Konstantinos N. Margaris received his MEng degree in mechanical engineering from the Aristotle University of Thessaloniki, Greece, in 2003. After working in the industry as a mechanical engineer, he returned to higher education and obtained an MSc in bioengineering and a PhD in biomedical engineering from University of Strathclyde, Glasgow, in 2010 and 2015, respectively. Currently, he is working in an engineering consultancy for the offshore energy industries.
Zhanna Nepiyushchikh is a research scientist at the Mechanical Engineering Department of Georgia Institute of Technology. She received her MD from State Medical Academy, St. Petersburg, Russia, in 1996. Prior to her current appointment, she was a postdoctoral associate at Texas A&M Health Science Center, doing research on molecular mechanism of contractility lymphatic vessels under the direction of Professor David Zawieja. She explores how mechanical forces, immune, and cancer cells affect pumping activity of lymphatic vessels.

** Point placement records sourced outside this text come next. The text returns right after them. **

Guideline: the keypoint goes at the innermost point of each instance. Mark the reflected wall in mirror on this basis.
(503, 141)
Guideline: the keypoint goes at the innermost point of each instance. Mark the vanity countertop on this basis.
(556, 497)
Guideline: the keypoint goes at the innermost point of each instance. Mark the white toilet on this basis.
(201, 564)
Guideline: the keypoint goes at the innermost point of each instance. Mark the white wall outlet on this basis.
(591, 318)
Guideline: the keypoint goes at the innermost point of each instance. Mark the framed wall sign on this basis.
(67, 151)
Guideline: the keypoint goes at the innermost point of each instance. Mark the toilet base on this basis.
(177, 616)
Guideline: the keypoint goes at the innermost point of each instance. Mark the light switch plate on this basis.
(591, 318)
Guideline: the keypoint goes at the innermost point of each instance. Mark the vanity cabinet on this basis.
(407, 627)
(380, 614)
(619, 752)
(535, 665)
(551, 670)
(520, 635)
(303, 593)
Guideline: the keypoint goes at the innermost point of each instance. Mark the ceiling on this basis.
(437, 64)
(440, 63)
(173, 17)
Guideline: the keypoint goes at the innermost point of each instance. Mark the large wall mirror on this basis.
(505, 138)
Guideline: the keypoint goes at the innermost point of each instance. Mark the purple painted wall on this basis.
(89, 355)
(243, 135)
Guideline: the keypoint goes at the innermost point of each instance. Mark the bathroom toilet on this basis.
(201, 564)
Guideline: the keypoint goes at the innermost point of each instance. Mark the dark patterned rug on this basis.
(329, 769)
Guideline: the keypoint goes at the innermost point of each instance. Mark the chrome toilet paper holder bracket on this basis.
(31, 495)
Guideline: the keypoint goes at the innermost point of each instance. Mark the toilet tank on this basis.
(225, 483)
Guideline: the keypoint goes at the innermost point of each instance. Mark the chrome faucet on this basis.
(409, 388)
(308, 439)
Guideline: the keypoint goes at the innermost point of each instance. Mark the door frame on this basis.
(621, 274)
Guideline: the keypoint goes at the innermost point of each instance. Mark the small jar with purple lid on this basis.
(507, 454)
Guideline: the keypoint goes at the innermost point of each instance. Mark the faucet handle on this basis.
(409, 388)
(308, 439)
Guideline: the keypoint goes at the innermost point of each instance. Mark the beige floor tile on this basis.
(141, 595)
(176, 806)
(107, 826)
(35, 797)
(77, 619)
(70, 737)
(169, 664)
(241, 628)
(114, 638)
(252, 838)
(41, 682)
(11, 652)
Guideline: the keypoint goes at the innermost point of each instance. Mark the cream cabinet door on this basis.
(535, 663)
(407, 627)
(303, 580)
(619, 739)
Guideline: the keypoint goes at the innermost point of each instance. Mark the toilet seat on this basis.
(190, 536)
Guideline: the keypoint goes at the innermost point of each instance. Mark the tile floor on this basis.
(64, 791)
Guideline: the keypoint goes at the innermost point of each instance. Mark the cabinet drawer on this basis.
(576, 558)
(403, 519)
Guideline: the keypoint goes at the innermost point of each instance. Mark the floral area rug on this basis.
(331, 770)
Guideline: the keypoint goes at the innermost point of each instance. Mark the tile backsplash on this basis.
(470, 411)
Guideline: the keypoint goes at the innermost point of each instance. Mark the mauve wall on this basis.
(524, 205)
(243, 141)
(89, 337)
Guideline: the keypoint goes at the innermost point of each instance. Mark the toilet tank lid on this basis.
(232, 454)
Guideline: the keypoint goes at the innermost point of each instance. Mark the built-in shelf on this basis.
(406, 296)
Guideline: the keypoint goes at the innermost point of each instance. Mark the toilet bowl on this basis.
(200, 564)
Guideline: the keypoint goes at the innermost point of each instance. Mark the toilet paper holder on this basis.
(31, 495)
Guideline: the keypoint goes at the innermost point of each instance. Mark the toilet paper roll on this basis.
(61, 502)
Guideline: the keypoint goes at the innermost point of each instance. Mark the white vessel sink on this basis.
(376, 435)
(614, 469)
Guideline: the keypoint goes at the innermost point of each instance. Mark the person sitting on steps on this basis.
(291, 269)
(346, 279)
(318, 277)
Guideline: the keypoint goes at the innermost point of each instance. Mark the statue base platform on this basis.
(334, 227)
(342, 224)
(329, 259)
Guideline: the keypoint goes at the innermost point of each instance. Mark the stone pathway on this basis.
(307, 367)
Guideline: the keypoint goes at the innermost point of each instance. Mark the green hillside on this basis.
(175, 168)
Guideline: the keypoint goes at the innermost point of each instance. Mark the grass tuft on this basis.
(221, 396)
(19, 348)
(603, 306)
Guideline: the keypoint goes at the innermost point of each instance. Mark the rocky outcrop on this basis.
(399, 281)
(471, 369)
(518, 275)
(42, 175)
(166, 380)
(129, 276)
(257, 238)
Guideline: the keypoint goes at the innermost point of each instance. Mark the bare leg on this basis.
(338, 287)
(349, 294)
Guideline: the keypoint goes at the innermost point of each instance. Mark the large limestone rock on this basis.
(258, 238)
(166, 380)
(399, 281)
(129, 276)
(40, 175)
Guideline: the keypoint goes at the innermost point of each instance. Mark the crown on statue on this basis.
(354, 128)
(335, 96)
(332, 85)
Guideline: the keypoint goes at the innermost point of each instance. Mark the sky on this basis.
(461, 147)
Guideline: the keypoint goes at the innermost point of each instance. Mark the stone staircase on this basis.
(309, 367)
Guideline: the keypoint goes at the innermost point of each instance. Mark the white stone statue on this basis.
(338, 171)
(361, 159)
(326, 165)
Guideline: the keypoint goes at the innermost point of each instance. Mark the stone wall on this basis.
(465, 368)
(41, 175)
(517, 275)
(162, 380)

David C. Zawieja is currently the regents professor and interim chair of medical physiology and director of the Lymphatic Biology Division at Texas A&M Health Science Center. He received his PhD in physiology from Medical College of Wisconsin in 1986. His primary research area is the function of the lymphatic system, the factors that regulate and modulate lymph transport, and its relation with pathologies such as atherosclerosis, metabolic syndrome, and diabetes.

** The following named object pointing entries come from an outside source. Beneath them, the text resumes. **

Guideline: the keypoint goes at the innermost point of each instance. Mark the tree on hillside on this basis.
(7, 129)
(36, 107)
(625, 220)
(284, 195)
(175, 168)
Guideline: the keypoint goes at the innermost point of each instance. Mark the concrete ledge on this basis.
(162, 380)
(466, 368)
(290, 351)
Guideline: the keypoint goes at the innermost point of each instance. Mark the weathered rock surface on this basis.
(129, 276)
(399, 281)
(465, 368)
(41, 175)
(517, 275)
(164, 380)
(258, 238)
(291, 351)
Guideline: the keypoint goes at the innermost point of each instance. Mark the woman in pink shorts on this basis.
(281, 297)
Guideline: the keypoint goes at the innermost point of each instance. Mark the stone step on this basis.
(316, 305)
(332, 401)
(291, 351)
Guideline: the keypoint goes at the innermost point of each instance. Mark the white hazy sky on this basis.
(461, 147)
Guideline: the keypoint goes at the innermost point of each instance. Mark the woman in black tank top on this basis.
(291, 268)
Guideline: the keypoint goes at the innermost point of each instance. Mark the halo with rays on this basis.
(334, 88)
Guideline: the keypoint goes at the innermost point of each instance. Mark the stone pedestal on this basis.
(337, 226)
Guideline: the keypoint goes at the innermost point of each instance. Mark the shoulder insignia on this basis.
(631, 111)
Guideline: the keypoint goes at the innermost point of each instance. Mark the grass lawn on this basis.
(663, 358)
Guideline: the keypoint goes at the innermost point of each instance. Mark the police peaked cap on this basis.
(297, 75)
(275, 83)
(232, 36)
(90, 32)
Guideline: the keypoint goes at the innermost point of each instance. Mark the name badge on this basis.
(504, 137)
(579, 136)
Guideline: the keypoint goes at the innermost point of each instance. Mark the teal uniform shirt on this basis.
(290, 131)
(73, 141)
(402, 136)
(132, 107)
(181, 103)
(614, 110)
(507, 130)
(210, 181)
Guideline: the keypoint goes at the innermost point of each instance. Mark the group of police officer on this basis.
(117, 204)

James Moore Jr. received his PhD from the Georgia Institute of Technology and his postdoctoral training at the Swiss Institute of Technology at Lausanne. Prior to moving to Imperial College London in 2013, he worked at Texas A&M University, serving as the Carolyn S. and Tommie E. Lohman '59 Professor. He currently serves as the Bagrit and Royal Academy of Engineering chair in Medical Device Design. His research interests include biomechanics, devices, and the lymphatic system.
Richard A. Black is a biomedical engineer with over 25 years of experience in the field and a long-standing interest in the fluid mechanics of the cardiovascular system in health and disease. He received his BSc (Hons) in engineering science from the University of Edinburgh and gained his PhD at the University of Liverpool. A chartered scientist and engineer, he is a fellow of the Institution of Mechanical Engineers and the Institute of Physics and Engineering in Medicine.